The second reason this initial reform failed was that it relied on the old saw that only college schools of education can prepare someone to handle a classroom.
Thanks to this misguided thinking, prospective teachers must go back to college for at least one semester.
And what classes must the returning college student take? Here is a sample, as outlined by the Ohio Revised Code: "characteristics of student learning, diversity of learners, planning for instruction, instruction strategies, learning environments, communication, assessment, or student support."
Requiring working adults to forgoe income for a superfluous one-semester return to college is bad enough. Asking them to endure classes at best only marginally related to the task of educating students for successive semesters adds to the burden.
If these requirements don't seem particularly cumbersome, consider the opinion of Teach for America. This non-profit group trains recent college graduates to teach in disadvantaged schools across the country. It does this by helping people go through alternative certification programs.

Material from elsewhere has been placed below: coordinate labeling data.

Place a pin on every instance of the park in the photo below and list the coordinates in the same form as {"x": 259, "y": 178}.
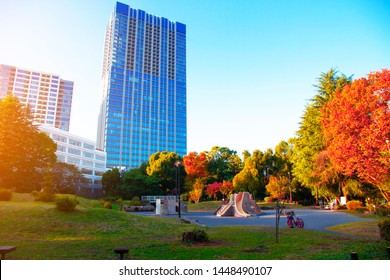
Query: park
{"x": 92, "y": 232}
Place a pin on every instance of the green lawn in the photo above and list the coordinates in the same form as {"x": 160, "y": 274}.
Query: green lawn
{"x": 41, "y": 232}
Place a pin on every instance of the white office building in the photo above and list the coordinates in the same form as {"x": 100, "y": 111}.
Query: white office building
{"x": 81, "y": 152}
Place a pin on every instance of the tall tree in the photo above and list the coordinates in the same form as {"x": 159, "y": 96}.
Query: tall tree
{"x": 310, "y": 141}
{"x": 357, "y": 129}
{"x": 195, "y": 165}
{"x": 25, "y": 153}
{"x": 162, "y": 165}
{"x": 224, "y": 163}
{"x": 111, "y": 181}
{"x": 66, "y": 178}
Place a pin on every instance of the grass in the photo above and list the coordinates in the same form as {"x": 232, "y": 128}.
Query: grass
{"x": 41, "y": 232}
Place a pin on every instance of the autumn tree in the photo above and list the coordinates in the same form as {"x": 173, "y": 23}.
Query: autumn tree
{"x": 224, "y": 163}
{"x": 310, "y": 141}
{"x": 195, "y": 165}
{"x": 197, "y": 191}
{"x": 278, "y": 186}
{"x": 162, "y": 165}
{"x": 212, "y": 190}
{"x": 356, "y": 124}
{"x": 25, "y": 153}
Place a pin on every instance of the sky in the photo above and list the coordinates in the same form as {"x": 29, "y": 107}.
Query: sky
{"x": 251, "y": 64}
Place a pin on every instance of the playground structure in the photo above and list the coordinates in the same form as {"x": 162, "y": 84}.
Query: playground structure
{"x": 239, "y": 205}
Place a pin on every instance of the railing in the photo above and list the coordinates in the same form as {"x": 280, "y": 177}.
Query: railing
{"x": 152, "y": 198}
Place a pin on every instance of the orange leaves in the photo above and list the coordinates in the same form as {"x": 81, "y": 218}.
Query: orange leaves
{"x": 356, "y": 125}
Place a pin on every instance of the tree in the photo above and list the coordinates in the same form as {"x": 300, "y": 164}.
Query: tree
{"x": 310, "y": 141}
{"x": 227, "y": 188}
{"x": 247, "y": 179}
{"x": 357, "y": 130}
{"x": 278, "y": 186}
{"x": 111, "y": 181}
{"x": 195, "y": 165}
{"x": 224, "y": 163}
{"x": 214, "y": 189}
{"x": 66, "y": 178}
{"x": 197, "y": 191}
{"x": 25, "y": 153}
{"x": 162, "y": 165}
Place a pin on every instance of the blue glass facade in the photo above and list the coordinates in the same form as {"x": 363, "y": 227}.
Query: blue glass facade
{"x": 144, "y": 88}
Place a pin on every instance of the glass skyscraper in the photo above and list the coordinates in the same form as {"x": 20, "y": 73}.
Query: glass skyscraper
{"x": 144, "y": 105}
{"x": 49, "y": 96}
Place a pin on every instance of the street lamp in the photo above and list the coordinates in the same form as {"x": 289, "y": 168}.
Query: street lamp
{"x": 177, "y": 164}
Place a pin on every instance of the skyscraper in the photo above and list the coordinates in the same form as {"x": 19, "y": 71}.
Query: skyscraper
{"x": 144, "y": 105}
{"x": 49, "y": 96}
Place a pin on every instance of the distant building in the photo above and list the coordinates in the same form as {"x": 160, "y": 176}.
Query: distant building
{"x": 49, "y": 96}
{"x": 144, "y": 88}
{"x": 80, "y": 152}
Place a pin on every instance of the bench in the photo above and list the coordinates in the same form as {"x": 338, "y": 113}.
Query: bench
{"x": 121, "y": 251}
{"x": 6, "y": 249}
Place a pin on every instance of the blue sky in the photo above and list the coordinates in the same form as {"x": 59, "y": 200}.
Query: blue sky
{"x": 251, "y": 64}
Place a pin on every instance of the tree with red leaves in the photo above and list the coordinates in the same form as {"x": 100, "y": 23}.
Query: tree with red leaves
{"x": 356, "y": 125}
{"x": 214, "y": 189}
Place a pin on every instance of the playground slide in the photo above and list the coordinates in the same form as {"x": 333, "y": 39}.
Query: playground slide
{"x": 238, "y": 203}
{"x": 224, "y": 210}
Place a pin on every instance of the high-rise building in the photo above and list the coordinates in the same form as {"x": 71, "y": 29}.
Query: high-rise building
{"x": 49, "y": 96}
{"x": 82, "y": 153}
{"x": 144, "y": 88}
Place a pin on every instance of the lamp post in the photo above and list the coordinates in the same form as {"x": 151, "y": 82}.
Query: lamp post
{"x": 177, "y": 164}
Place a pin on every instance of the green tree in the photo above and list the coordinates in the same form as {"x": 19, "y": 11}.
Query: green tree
{"x": 310, "y": 141}
{"x": 66, "y": 178}
{"x": 162, "y": 165}
{"x": 248, "y": 178}
{"x": 111, "y": 181}
{"x": 25, "y": 153}
{"x": 223, "y": 164}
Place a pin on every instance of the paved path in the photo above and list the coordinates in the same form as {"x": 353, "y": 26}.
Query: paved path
{"x": 313, "y": 219}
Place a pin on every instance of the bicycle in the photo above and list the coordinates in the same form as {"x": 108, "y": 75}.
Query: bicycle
{"x": 292, "y": 220}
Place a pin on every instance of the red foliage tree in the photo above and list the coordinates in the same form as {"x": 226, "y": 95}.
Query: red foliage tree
{"x": 214, "y": 189}
{"x": 196, "y": 164}
{"x": 356, "y": 124}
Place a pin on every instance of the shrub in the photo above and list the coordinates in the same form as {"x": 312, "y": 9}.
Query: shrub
{"x": 66, "y": 204}
{"x": 197, "y": 235}
{"x": 5, "y": 195}
{"x": 44, "y": 196}
{"x": 108, "y": 205}
{"x": 351, "y": 205}
{"x": 200, "y": 235}
{"x": 340, "y": 207}
{"x": 383, "y": 212}
{"x": 384, "y": 229}
{"x": 360, "y": 209}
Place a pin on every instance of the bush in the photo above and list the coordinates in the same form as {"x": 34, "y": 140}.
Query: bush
{"x": 361, "y": 209}
{"x": 340, "y": 207}
{"x": 44, "y": 196}
{"x": 351, "y": 205}
{"x": 108, "y": 205}
{"x": 200, "y": 235}
{"x": 383, "y": 212}
{"x": 66, "y": 204}
{"x": 384, "y": 229}
{"x": 5, "y": 195}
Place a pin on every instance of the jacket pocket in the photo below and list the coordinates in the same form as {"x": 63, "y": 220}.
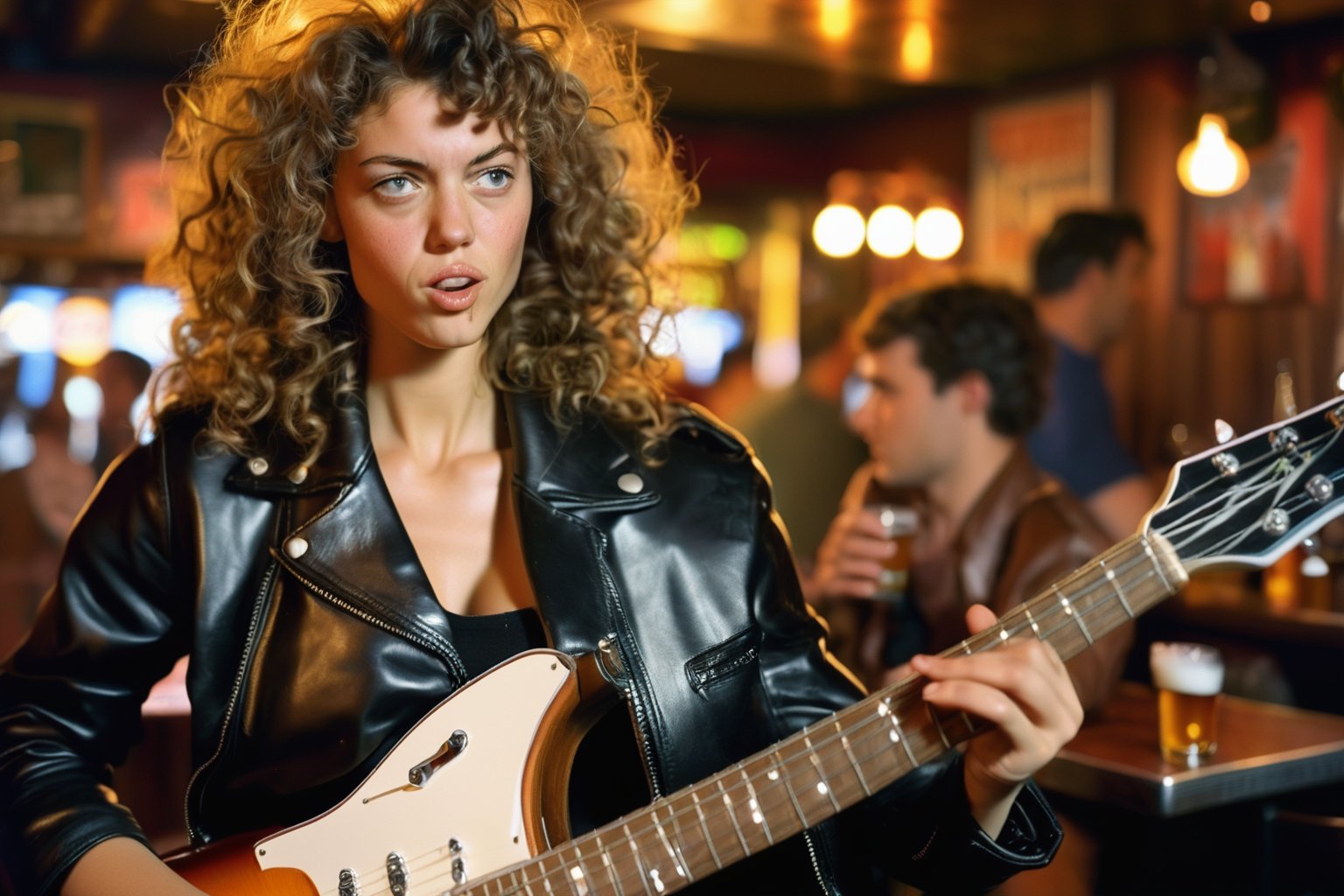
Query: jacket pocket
{"x": 724, "y": 660}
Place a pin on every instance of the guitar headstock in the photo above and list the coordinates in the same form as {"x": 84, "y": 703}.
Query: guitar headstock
{"x": 1249, "y": 501}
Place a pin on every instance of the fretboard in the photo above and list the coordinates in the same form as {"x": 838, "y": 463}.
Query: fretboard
{"x": 836, "y": 762}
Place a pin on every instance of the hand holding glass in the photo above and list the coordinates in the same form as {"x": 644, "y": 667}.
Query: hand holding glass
{"x": 900, "y": 524}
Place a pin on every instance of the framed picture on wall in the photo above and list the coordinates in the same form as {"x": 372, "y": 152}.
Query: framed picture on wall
{"x": 1033, "y": 158}
{"x": 1270, "y": 241}
{"x": 47, "y": 168}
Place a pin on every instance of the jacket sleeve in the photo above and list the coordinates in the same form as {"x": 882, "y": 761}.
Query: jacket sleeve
{"x": 920, "y": 830}
{"x": 70, "y": 696}
{"x": 1053, "y": 537}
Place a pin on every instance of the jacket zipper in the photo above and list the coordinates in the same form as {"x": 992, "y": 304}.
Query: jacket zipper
{"x": 636, "y": 702}
{"x": 816, "y": 864}
{"x": 233, "y": 697}
{"x": 456, "y": 664}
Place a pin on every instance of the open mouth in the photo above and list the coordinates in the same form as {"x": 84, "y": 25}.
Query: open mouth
{"x": 456, "y": 284}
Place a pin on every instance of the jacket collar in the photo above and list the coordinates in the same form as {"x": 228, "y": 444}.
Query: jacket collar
{"x": 276, "y": 471}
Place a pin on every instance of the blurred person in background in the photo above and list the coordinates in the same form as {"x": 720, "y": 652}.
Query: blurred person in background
{"x": 957, "y": 378}
{"x": 802, "y": 436}
{"x": 1090, "y": 271}
{"x": 40, "y": 502}
{"x": 410, "y": 431}
{"x": 122, "y": 376}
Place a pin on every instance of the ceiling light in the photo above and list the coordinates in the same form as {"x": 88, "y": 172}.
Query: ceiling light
{"x": 1213, "y": 164}
{"x": 837, "y": 231}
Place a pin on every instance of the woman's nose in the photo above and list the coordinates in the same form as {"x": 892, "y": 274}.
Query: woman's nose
{"x": 451, "y": 225}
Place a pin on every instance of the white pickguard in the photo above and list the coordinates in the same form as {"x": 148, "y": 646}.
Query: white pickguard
{"x": 473, "y": 800}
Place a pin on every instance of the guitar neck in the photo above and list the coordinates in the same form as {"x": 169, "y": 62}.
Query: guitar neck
{"x": 836, "y": 762}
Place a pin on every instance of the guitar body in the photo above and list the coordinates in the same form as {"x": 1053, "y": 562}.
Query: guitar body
{"x": 480, "y": 758}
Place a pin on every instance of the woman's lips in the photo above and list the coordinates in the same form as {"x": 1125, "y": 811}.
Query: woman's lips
{"x": 456, "y": 291}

But Ohio doesn't offer a viable alternative certification program. So Teach for America sends idealistic and highly educated Ohioans who want to teach in disadvantaged schools to other states.
Critics of alternative programs continue to argue that the traditional certification system is the only way to ensure that only good teachers get into our classrooms. As plausible as this idea is, it simply isn't true.
In his book Education Myths, the University of Arkansas' Jay Greene writes: "If, as the evidence indicates, there is no substantial relationship between teacher credentials and performance in the classroom, current education policy is misguided in a way that can only be inflicting serious harm on teacher quality."
Rather than spending $13.2 million to train teachers for high-need, hard-to-staff subject areas, the state of Ohio could find a large and untapped pool of highly qualified candidates by simply eliminating the draconian alternative certification program and replacing it with one that works.